Can one heated meridian of our troubled globe—a long-contested ribbon of southern Africa and South Asia where conflicts erupt often, daily, even several times a day—be employed to map a world-spanning struggle? We might easily think of clashes in Sudan and Indonesia as disparate fires, but journalist Eliza Griswold, daughter of an Episcopal bishop, is attuned to the power of faith, and finds powerful ways to link them, showing how villages hemispheres apart can be swept up as local emblems of a global war of the worlds, as collision points between Christianity and Islam. Indeed, it’s fascinating how surely this belt—12,000 miles along two continents—is a proving ground for international conflict we often (imprecisely) think of as centered elsewhere: Afghanistan or Pakistan, say, versus a vague place called “the west.”
Wake up, Griswold says in The Tenth Parallel: Dispatches from the Fault Line Between Christianity and Islam: Nigeria’s Middle belt or Indonesia’s coconut farms only seem remote. The tenth parallel’s conflicts may very well shape our global future. Partly it’s a sheer matter of numbers: half the world’s Muslims live in this zone, as do sixty percent of the world’s Christians. Trade routes and colonialism, 19th-century missionary efforts, and a series of geographical factors—ranging from tse tse flies to tradewinds—laid down these religious development patterns. Just as conflict in Afghanistan now arises out of a combination of its own geographical isolation as well as its history as a strategically rich, and invasion-prone spot—so too the history of this line reflects a complex history of contested invasions, of outer powers using the latitude to jockey for their own interests.
But now the tenth parallel, which runs seven hundred miles below the equator, supports a burgeoning population in fragile ecosystems threatened equally by growth and climate change. As people struggle to survive they often give themselves over to God. Meanwhile, it also seems that the versions of God being proffered, and those being accepted—whether brought by jihadis, or Pentecostals—are themselves more intense and divisive, and far less peaceful than gods observed elsewhere. Muslim and Christian gods recognized along the conflict line increasingly demand crusade, death, conversion, sacrifice. (At the very least they don’t attend to some of the basic worldly problems: versions of religion being brought in, for instance, don’t approve basic family planning measures which might limit stress on these burgeoning, youthful, hungry populations.) For reasons large and small, it seems that in this fragile zone, impoverished people again and again feel their god calling for blood.
Written in quick episodic takes—moving from western Africa across the globe to the Philippines in 300-odd pages—Griswold’s book can sometimes read like a catalog of miseries and warlords. She zooms in and out of complex local politics at lightning speed. Who exactly is cutting off whose leg and why? Who is starving now? And what does religion have to do with it? Yet behind it a larger pattern emerges—a sobering one. More often than not, the “war of the worlds” that marauds as religious comes down to fights over grazing routes, poverty, and hunger. When the world fights about God, Griswold argues, it may not merely be about theology, but in fact about struggles for something far more worldly: food.

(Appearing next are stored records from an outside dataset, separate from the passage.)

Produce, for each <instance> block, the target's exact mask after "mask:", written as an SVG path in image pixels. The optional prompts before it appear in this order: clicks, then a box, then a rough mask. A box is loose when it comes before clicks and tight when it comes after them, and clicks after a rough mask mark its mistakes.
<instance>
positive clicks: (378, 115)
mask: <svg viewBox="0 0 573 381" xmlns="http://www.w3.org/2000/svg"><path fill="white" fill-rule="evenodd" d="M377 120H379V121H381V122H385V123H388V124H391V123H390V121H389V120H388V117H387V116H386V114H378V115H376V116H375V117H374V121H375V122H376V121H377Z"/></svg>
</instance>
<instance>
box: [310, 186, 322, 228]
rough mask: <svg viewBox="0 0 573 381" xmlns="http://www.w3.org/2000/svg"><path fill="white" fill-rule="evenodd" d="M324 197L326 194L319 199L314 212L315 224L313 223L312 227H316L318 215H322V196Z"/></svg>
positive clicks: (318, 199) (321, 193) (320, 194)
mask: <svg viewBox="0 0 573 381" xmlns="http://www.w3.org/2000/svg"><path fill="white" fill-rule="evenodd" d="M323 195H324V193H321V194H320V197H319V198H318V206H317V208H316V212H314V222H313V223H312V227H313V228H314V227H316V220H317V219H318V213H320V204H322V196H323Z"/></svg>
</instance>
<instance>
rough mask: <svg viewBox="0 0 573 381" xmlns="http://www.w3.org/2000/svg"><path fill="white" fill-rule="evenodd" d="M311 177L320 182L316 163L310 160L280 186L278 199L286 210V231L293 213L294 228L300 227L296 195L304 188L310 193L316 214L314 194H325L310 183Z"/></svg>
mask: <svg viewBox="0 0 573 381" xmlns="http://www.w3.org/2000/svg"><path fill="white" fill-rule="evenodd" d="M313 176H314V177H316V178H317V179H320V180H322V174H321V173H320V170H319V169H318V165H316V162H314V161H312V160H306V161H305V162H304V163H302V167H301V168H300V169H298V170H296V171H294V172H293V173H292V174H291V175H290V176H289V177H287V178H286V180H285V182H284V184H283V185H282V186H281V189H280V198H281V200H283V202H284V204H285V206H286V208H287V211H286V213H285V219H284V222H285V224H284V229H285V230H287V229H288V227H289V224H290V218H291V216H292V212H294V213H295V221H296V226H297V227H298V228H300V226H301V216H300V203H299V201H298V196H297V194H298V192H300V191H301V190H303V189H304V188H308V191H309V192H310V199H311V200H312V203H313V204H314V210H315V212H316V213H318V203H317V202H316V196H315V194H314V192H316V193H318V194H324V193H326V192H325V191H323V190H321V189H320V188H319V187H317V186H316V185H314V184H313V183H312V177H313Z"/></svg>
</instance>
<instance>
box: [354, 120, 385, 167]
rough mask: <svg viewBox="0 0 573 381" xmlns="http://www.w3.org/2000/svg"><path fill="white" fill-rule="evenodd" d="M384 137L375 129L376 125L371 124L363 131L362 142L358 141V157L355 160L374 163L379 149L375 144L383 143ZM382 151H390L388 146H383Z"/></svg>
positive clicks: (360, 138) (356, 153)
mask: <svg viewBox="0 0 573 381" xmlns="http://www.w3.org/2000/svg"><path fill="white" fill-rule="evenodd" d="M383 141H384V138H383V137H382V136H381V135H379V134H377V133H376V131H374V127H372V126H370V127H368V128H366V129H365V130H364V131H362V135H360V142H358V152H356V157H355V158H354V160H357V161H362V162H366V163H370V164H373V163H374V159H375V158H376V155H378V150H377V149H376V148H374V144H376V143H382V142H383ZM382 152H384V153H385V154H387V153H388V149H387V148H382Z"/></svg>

Indeed, much of the book is framed as an effort to understand why and how desperately impoverished locales around the world have come in recent years to be fighting what seem like proxy wars—wars in which religious issues stand in for deeper conflicts about resources, or where the possession of resources has become defined by religious affiliation. People use what religious organization exists in war-torn places to replace lacking, serviceless states. Religion conveys some citizenship, and offers some practical (as well as spiritual) hope. The cycle repeats itself: as a result both of intense conflict and intense poverty, this belt is ripe with both Christian and Muslim conversion efforts, often by factions who either deliberately or inadvertently fuel the flames of conflict. In a vicious cycle, Griswold shows how religion brought from elsewhere often amplifies local conflict, and how local conflict couches itself in religious terms. Fighting over water rights gets cloaked in the rubric of God. (The fact that Griswold never really settles the implicit chicken-or-egg question is largely, I think, to her credit.)
Wherever she drops down—Sudan, Nigeria, Somalia, or Indonesia—Griswold doesn’t reduce, or attempt to proscribe answers for specific problems. But underneath, as a reader, it’s hard not to feel an urge to create secular institutions that can help a different kind of prosperity flourish and help make tolerance possible. (I found myself wishing to redouble international health care and family planning efforts—not in the name of God but of healthy women). Griswold wants to urge us out of thinking that these conflicts are either natural or divine, and to help us begin to imagine what on Earth we might do about them.